Dogma Shrink
You may find that a therapist is intellectually married to some theory that doesn't resonate with your worldview. For example, I just don't believe in the classic Freudian approach, with its deep faith in concepts like penis envy. (My favorite incident on this topic occurred when a friend's 3-year-old daughter reacted to her first glimpse of a naked baby boy by commenting, "Gee, Mom, he's lucky that thing isn't growing on his face.") If your therapist seems more interested in some sort of academic doctrine than in what you're saying and feeling, leave. Remember, theories don't heal people; people heal people.

Captain Distracto Shrink
This type of therapist is so preoccupied that you'd do just as well to simply stay home and think. I once visited a shrink who not only took but returned personal calls—and I mean very personal calls—during our sessions. Listening to one side of her conversations provided me with excellent material for a novel but not much for my mental health.

Roundish Flatworm Shrink
The roundish flatworm is a very primitive organism from which all animal life is descended, and I use the term here to mean a person too unevolved to understand complex emotions.

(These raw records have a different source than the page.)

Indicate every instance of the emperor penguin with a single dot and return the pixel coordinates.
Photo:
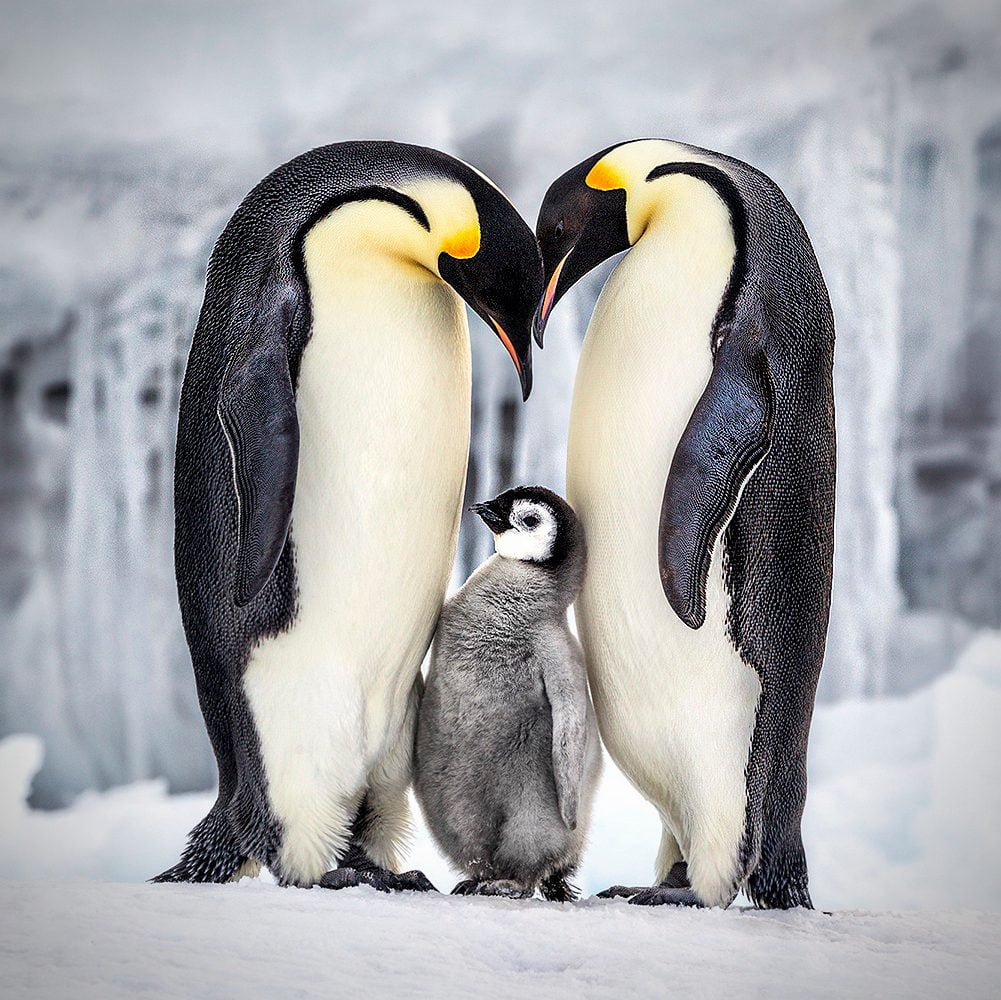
(508, 754)
(701, 460)
(320, 463)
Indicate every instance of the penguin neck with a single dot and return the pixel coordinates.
(686, 212)
(363, 240)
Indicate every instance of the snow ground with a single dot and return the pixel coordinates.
(107, 941)
(904, 809)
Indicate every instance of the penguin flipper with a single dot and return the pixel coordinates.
(257, 410)
(727, 436)
(566, 685)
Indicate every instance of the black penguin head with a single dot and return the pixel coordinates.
(582, 223)
(532, 524)
(493, 263)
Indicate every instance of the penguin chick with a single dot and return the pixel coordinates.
(508, 753)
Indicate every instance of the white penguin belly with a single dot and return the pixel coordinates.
(383, 408)
(676, 706)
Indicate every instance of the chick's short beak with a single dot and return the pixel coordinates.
(491, 517)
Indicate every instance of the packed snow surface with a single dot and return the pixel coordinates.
(903, 811)
(104, 940)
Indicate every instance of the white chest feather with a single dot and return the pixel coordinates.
(676, 706)
(383, 408)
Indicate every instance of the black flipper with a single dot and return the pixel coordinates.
(727, 436)
(257, 411)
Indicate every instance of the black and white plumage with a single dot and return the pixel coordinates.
(701, 461)
(326, 389)
(508, 753)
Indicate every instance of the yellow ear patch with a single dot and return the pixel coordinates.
(462, 244)
(604, 177)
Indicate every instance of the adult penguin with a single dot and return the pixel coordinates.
(701, 462)
(320, 463)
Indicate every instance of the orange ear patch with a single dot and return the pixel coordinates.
(462, 244)
(604, 177)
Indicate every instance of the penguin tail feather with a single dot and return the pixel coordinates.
(211, 855)
(557, 888)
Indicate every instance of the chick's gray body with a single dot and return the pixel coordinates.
(508, 753)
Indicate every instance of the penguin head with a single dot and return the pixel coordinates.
(531, 525)
(480, 245)
(595, 210)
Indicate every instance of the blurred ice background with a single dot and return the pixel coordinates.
(133, 129)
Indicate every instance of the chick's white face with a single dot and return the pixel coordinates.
(532, 535)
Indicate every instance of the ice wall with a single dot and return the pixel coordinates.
(882, 130)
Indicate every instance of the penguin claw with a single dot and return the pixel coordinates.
(414, 881)
(379, 879)
(666, 896)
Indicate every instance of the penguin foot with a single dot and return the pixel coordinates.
(666, 896)
(503, 887)
(377, 878)
(677, 879)
(620, 892)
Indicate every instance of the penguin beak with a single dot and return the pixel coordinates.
(522, 356)
(549, 300)
(491, 517)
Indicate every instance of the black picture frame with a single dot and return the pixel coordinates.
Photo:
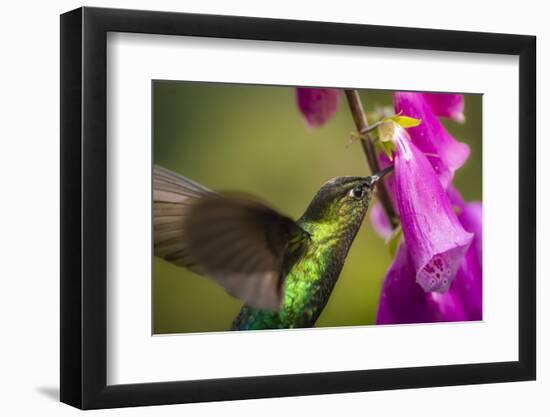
(84, 207)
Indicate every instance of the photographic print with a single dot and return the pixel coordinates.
(282, 207)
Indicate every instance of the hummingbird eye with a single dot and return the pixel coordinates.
(358, 191)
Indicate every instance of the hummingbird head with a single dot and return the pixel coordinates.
(343, 201)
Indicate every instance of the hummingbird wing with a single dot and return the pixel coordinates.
(236, 240)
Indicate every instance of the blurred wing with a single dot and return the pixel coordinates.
(237, 241)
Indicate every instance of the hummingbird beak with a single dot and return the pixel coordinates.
(377, 177)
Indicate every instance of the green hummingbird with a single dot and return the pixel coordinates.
(284, 270)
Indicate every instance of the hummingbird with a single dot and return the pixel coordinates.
(283, 270)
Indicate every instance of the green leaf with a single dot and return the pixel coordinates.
(404, 121)
(394, 240)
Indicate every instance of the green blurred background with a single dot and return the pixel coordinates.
(232, 137)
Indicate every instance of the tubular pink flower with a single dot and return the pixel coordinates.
(380, 221)
(450, 106)
(443, 151)
(317, 105)
(469, 278)
(436, 240)
(402, 301)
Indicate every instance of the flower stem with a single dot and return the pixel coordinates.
(362, 126)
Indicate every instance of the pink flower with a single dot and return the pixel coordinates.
(317, 105)
(443, 151)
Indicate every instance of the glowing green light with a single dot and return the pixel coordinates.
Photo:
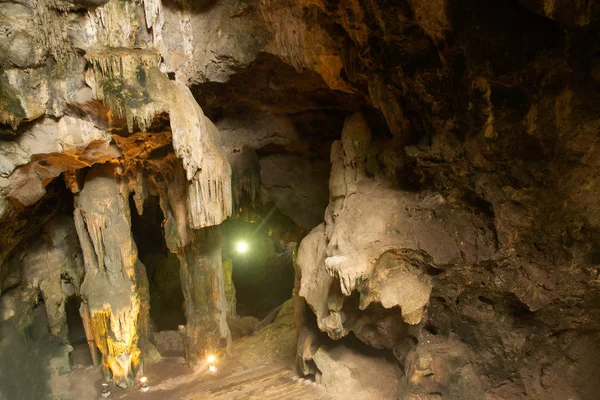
(241, 247)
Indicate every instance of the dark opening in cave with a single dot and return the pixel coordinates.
(263, 274)
(162, 266)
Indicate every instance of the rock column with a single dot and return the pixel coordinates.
(114, 276)
(202, 276)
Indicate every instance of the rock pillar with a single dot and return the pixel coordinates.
(114, 279)
(202, 277)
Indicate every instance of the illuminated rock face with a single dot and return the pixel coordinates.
(115, 285)
(202, 277)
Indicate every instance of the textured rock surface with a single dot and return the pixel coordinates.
(347, 373)
(461, 228)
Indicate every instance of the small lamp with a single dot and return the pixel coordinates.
(145, 386)
(105, 390)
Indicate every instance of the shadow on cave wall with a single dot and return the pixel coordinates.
(162, 266)
(263, 275)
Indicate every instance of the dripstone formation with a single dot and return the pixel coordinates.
(437, 162)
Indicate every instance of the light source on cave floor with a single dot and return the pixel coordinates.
(145, 386)
(105, 390)
(211, 360)
(241, 247)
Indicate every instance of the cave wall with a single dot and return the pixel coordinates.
(460, 229)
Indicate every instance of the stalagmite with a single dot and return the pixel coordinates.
(114, 282)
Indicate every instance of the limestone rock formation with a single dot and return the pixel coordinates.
(454, 229)
(115, 287)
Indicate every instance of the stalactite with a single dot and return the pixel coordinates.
(129, 82)
(202, 276)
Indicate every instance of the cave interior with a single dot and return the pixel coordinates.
(293, 199)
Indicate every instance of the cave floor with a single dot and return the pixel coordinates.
(258, 366)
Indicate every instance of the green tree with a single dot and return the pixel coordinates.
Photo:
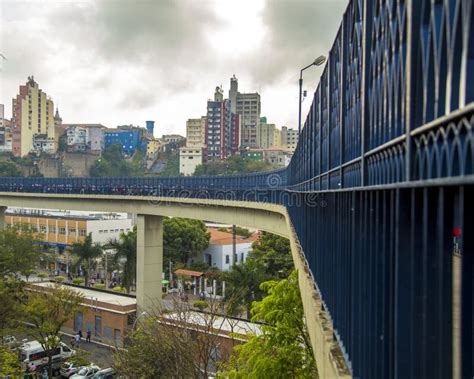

An example is the psychologist who told one of my clients, a firefighter, that he should deal with the trauma of carrying dead bodies out of burning houses by "growing up and getting used to it." Trying to get someone this clueless to understand you is like trying to teach a slug to juggle. Don't waste your money.

Just Plain Nuts Shrink
This may be the therapist who takes up 40 minutes of your costly little hour telling you how to avoid alien abduction, but it may also be the creepy shrink who rigidly insists on ideas that feel wrong or dismisses your deepest feelings with an indifferent chortle. Sessions with a good therapist can stir up your emotional waters, but you'll still have an underlying sensation of mental clarity and emotional support. If you feel crazier, less important, and more despairing after you've spoken to a therapist than you did before your session, don't go back.

The Cardinal Rule

You can steer clear of all these nightmare counselors by remembering Goethe's phrase "Just trust yourself, then you will know how to live." Rely on this truth at every stage of the therapeutic process. Trust yourself when your aching heart tells you it needs a compassionate witness. Trust yourself when your instincts warn you that the therapist your mother or minister recommended isn't giving you the right advice. Trust yourself when, sitting in a relative stranger's office, you suddenly feel a frightening, exhilarating urge to tell truths you've never known until that very moment. Psychotherapy is about listening to someone who knows exactly how you should live your life: you. A good therapist will always end up giving you back to yourself. I can tell you from long experience, it's a gift that keeps on giving.